We then travelled forward a few thousand years in time, although only having traversed a few galleries to early French sculpture. Napoleon sitting up in bed crowned with laurels and crushing an eagle to a Neapolitan fisherboy strangling turtles. No subject is seeming too great or small. My personal favourite is the tomb of Philippe Pot, a Burgundian nobleman, notable for the ghostly life-like mourners, faces all completely shrouded. Although it’s closely followed by St George and a dragon nibbling his lance like a breadstick!
We then meandered through the Medieval and Renaissance French galleries (similar in layout to the V&A’s British galleries) past Saint Louis’s chess set and various gilded reliquaries before arriving at the gilded rooms of Napoleon III. Just in the adjacent room is the blue velvet and ostrich feather laden bed of Charles X, brother-in-law of Marie Antoinette. It seems ironic that now the furniture of both these two rival dynasties is displayed in such close proximity!
Retreating backwards in time however we arrived at the galleries containing smaller Classical and Egyptian antiquities. Here the setting of the rooms themselves was almost as interesting as the displays whether it be Cy Twombly’s ceiling in the Greek Room or the 19th century depiction of the Egyptian warrior lioness goddess Sekhmet surrounded by pastel ribbons! Here the Seated Scribe sculpture is what really remains in my mind several months later – the realism and colour of a statue now nearly 5,000 years old is amazing.
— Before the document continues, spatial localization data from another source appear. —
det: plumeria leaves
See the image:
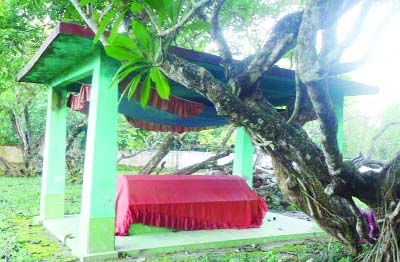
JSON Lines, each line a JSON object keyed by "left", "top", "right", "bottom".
{"left": 150, "top": 67, "right": 170, "bottom": 100}
{"left": 140, "top": 72, "right": 152, "bottom": 108}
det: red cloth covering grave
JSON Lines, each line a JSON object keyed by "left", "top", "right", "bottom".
{"left": 115, "top": 175, "right": 268, "bottom": 236}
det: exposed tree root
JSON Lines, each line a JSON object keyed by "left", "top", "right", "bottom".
{"left": 358, "top": 205, "right": 400, "bottom": 262}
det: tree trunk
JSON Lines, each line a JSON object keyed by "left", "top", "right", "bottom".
{"left": 11, "top": 110, "right": 30, "bottom": 168}
{"left": 23, "top": 106, "right": 32, "bottom": 152}
{"left": 161, "top": 53, "right": 369, "bottom": 254}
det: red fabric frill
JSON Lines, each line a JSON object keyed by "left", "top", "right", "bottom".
{"left": 67, "top": 84, "right": 90, "bottom": 114}
{"left": 115, "top": 175, "right": 268, "bottom": 236}
{"left": 68, "top": 84, "right": 205, "bottom": 118}
{"left": 130, "top": 83, "right": 205, "bottom": 118}
{"left": 125, "top": 116, "right": 220, "bottom": 133}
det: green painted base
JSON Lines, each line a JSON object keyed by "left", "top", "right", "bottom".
{"left": 79, "top": 251, "right": 118, "bottom": 262}
{"left": 122, "top": 232, "right": 328, "bottom": 257}
{"left": 43, "top": 213, "right": 327, "bottom": 262}
{"left": 129, "top": 223, "right": 176, "bottom": 235}
{"left": 83, "top": 217, "right": 115, "bottom": 254}
{"left": 41, "top": 194, "right": 65, "bottom": 219}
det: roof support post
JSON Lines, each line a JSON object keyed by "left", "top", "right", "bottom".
{"left": 332, "top": 90, "right": 344, "bottom": 153}
{"left": 40, "top": 87, "right": 67, "bottom": 220}
{"left": 79, "top": 51, "right": 118, "bottom": 259}
{"left": 233, "top": 127, "right": 254, "bottom": 187}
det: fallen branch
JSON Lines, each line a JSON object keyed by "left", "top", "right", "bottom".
{"left": 117, "top": 149, "right": 145, "bottom": 164}
{"left": 154, "top": 161, "right": 167, "bottom": 175}
{"left": 175, "top": 150, "right": 232, "bottom": 175}
{"left": 139, "top": 132, "right": 176, "bottom": 174}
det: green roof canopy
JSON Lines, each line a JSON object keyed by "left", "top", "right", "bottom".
{"left": 17, "top": 22, "right": 378, "bottom": 131}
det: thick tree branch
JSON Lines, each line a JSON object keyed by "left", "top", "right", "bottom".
{"left": 161, "top": 54, "right": 331, "bottom": 185}
{"left": 297, "top": 1, "right": 344, "bottom": 179}
{"left": 235, "top": 11, "right": 303, "bottom": 88}
{"left": 297, "top": 1, "right": 324, "bottom": 83}
{"left": 209, "top": 0, "right": 232, "bottom": 62}
{"left": 306, "top": 81, "right": 343, "bottom": 177}
{"left": 287, "top": 52, "right": 315, "bottom": 126}
{"left": 221, "top": 125, "right": 235, "bottom": 147}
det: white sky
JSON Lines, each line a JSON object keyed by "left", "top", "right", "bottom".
{"left": 211, "top": 2, "right": 400, "bottom": 121}
{"left": 339, "top": 3, "right": 400, "bottom": 119}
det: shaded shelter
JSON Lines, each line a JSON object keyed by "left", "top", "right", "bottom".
{"left": 17, "top": 23, "right": 378, "bottom": 261}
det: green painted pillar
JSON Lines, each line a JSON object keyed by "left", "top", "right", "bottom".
{"left": 79, "top": 52, "right": 118, "bottom": 257}
{"left": 233, "top": 127, "right": 254, "bottom": 187}
{"left": 332, "top": 91, "right": 344, "bottom": 153}
{"left": 40, "top": 87, "right": 67, "bottom": 220}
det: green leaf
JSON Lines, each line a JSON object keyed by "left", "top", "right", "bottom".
{"left": 127, "top": 73, "right": 144, "bottom": 100}
{"left": 118, "top": 65, "right": 148, "bottom": 82}
{"left": 150, "top": 67, "right": 170, "bottom": 99}
{"left": 108, "top": 34, "right": 144, "bottom": 60}
{"left": 132, "top": 20, "right": 153, "bottom": 51}
{"left": 94, "top": 8, "right": 118, "bottom": 44}
{"left": 108, "top": 34, "right": 137, "bottom": 50}
{"left": 130, "top": 3, "right": 142, "bottom": 14}
{"left": 185, "top": 21, "right": 212, "bottom": 31}
{"left": 109, "top": 9, "right": 128, "bottom": 43}
{"left": 143, "top": 0, "right": 165, "bottom": 14}
{"left": 140, "top": 73, "right": 151, "bottom": 108}
{"left": 144, "top": 0, "right": 180, "bottom": 23}
{"left": 104, "top": 45, "right": 139, "bottom": 61}
{"left": 117, "top": 60, "right": 143, "bottom": 74}
{"left": 118, "top": 83, "right": 129, "bottom": 104}
{"left": 78, "top": 0, "right": 92, "bottom": 7}
{"left": 172, "top": 0, "right": 183, "bottom": 23}
{"left": 110, "top": 62, "right": 147, "bottom": 89}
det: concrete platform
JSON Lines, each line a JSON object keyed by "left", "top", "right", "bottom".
{"left": 43, "top": 212, "right": 327, "bottom": 261}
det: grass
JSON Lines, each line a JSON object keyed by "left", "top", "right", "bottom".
{"left": 0, "top": 176, "right": 354, "bottom": 262}
{"left": 0, "top": 176, "right": 79, "bottom": 262}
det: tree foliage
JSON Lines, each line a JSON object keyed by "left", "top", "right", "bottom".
{"left": 344, "top": 99, "right": 400, "bottom": 161}
{"left": 0, "top": 0, "right": 84, "bottom": 172}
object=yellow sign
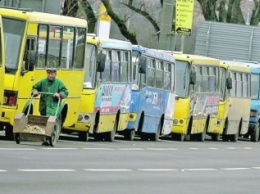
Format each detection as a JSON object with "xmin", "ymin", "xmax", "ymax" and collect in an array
[
  {"xmin": 100, "ymin": 4, "xmax": 111, "ymax": 22},
  {"xmin": 175, "ymin": 0, "xmax": 195, "ymax": 36}
]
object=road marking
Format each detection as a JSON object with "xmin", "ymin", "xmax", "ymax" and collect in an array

Leaving Egypt via the Winged Victory of Samothrace (which in my opinion makes the Venus de Milo look shoddy) we finally found somewhere to have lunch (by now it was about 3 in the afternoon). The best we could find was an overpriced café lacking seats so you had to eat your food squatting near some stairs. The one very negative aspect of the Louvre.
Our final time was spent in the few painting galleries that were left open (French and Italian). We had to make an obligatory visit to the Mona Lisa since my brother had never seen it before by I think the sheer anarchy of the selfie taking masses around the painting is of more interest than the painting itself. Also there are some far more interesting Titian’s one the other side of the Mona Lisa’s wall. In general the galleries we visited didn’t feel that enthralling despite and perhaps due to the renown of most of the paintings, especially the grand epics showing David’s Coronation of Napoleon or Delacroix’s Liberty Leading the People; particularly when paired with the heavy crowds. However there were some personal gems including a yoda-like St Anthony Abbot and a Renaissance portrait by Ghirlandaio that shows a timeless image of grandparent and child, unlike many other contemporary high-status portraits.
Our very final gallery is utterly off any tourist trail – the Islamic galleries. Only opened in 2012 within a courtyard with a woven wavy carpet-style roof it is a breath of fresh air in comparison with the major Islamic galleries in London and Oxford which often focus on Islamic art via ceramic groups. It was hard to single out any artefact due to the high level of craftsmanship ranging from copper candlestick decorated with ducks and animal-shaped incense burners. Despite the gallery’s recent opening however, all the labels were solely in French – perhaps due to the gallery seen as of niche interest which is disappointing for such an internationally visited institution.
At last however tearing ourselves away from the myriad of galleries, crippled and in dire need to a more substantial meal, we both hobbled off into the sunset ready to catch our train home.